The victims of the offending have the benefit of life-long anonymity pursuant to the provisions of the Sexual Offences (Amendment) Act 1992. It is necessary to anonymise the applicant's name in order to avoid the inadvertent identification of the complainants.
It is not necessary to go into great detail about the offending save to say that the prosecution case was that both complainants were daughters of the applicant and lived in the same house as him, their mother and another sibling. The offending was alleged to have taken place against the first complainant when she was aged 6 to 8 and that consisted of him sitting her on his groin and he rubbing his genitals against her. That was alleged to have occurred on at least 10 more times between the ages of 6 to 13 on count 2, and at least six more times when she was aged 13 to 15. Count 5 related to him masturbating in her presence, when she was aged between 6 and 8 and counts 8 and 9 were digital penetration of her vagina when she was aged 13 to 15 on one occasion and then two further separate occasions. Counts 10 and 11 related to the rubbing of his genitals against the second complainant's genitals when she was aged 10 to 13.
At trial, the defence case was that the first complainant's accounts were fabricated, and that the second complainant had simply decided to back up her sister and her account was tainted by knowledge of what her sister had alleged.
Grounds against conviction
There were a number of grounds against conviction. Overall the applicant maintains that he did not have a fair trial. His barrister had been changed late and he says he was not told until 2 weeks before the trial that he did not have a barrister and he wants to know why he lost his first barrister. In fact it seems there had been an adjournment of the first trial. The trial was re-listed without reference to the convenience of counsel, as is the normal practice. New counsel were instructed. It is apparent from the responses that we have seen after a waiver of privilege was provided that both solicitors and counsel had satisfied themselves that the new barrister was capable of dealing with this case and indeed prosecution counsel in the Respondent Notice described him as being “very experienced” and that he had had plenty of time to prepare for cross-examination.

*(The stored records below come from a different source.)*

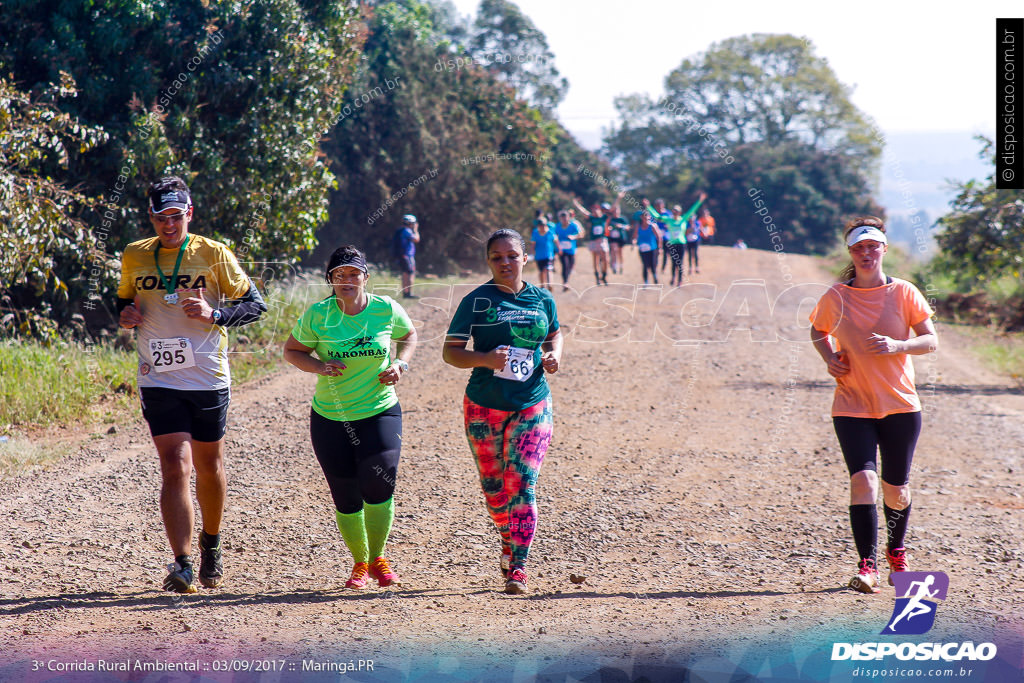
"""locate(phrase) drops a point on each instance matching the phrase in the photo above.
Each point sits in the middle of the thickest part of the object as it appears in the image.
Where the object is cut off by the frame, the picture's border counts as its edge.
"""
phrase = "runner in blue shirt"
(545, 247)
(567, 231)
(648, 242)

Further complaint is made that the jury could not see a police video of the second complainant's statement because she was mentally ill. In fact the ABE interview was played to the jury and there was no reference in the summing-up to her being mentally ill. There was complaint that there was insufficient time for the barrister to study the case, which has already been addressed, and there was complaint that the witnesses contradicted each other and that is a well-known feature of any criminal trial, where there will inevitably be inconsistencies between truthful and otherwise reliable witnesses. The real question being whether or not the evidence should be accepted.
There was a further complaint that a secretary working for the criminal defence firm of solicitors had a conflict of interest. That was because that secretary had gone on holiday with her daughter who was competing in a dance competition. There was a witness (a dance teacher) to whom a complaint had been made by the second complainant who had attended the same competition overseas. It is not apparent there was any discussion or indeed realisation that there was this indirect contact between the secretary and the witness, and there is nothing to suggest that the conviction was unsafe.
Finally, there was a complaint made that the judge was biased. We have read the summing-up and we can see no evidence of bias against either prosecution or, most relevantly for these purposes, defence.
It is apparent that there are applications to adduce fresh evidence and continuing complaints about the fairness of representation at the trial. It was said that family members wanted to give evidence in accordance with statements which have been uploaded to the Digital Case System. It appears that the family is now split into those who now support the applicant and those who support the complainants. There are even differences between the siblings. All that said and having looked at all the material, we are unable to detect any justiciable ground of appeal against conviction. For those reasons, we refuse the application for an extension of time and refuse leave to appeal against conviction.
The sentence
So far as the sentence is concerned, complaint was made about the length of the sentence and the fact that the judge had failed to take into account character references which had been deployed. In fact, it is apparent that the judge took into account the applicant's previous good character but in accordance with the offence-specific guideline did not give that undue weight. The sentence of 9 years for the offending against the two complainants in their home cannot sensibly be described as either wrong in principle or manifestly excessive. Notwithstanding all the complaints that the applicant has made, which we have considered, and the applicant's sense of frustration and injustice, we are unable to determine any grounds of appeal against sentence.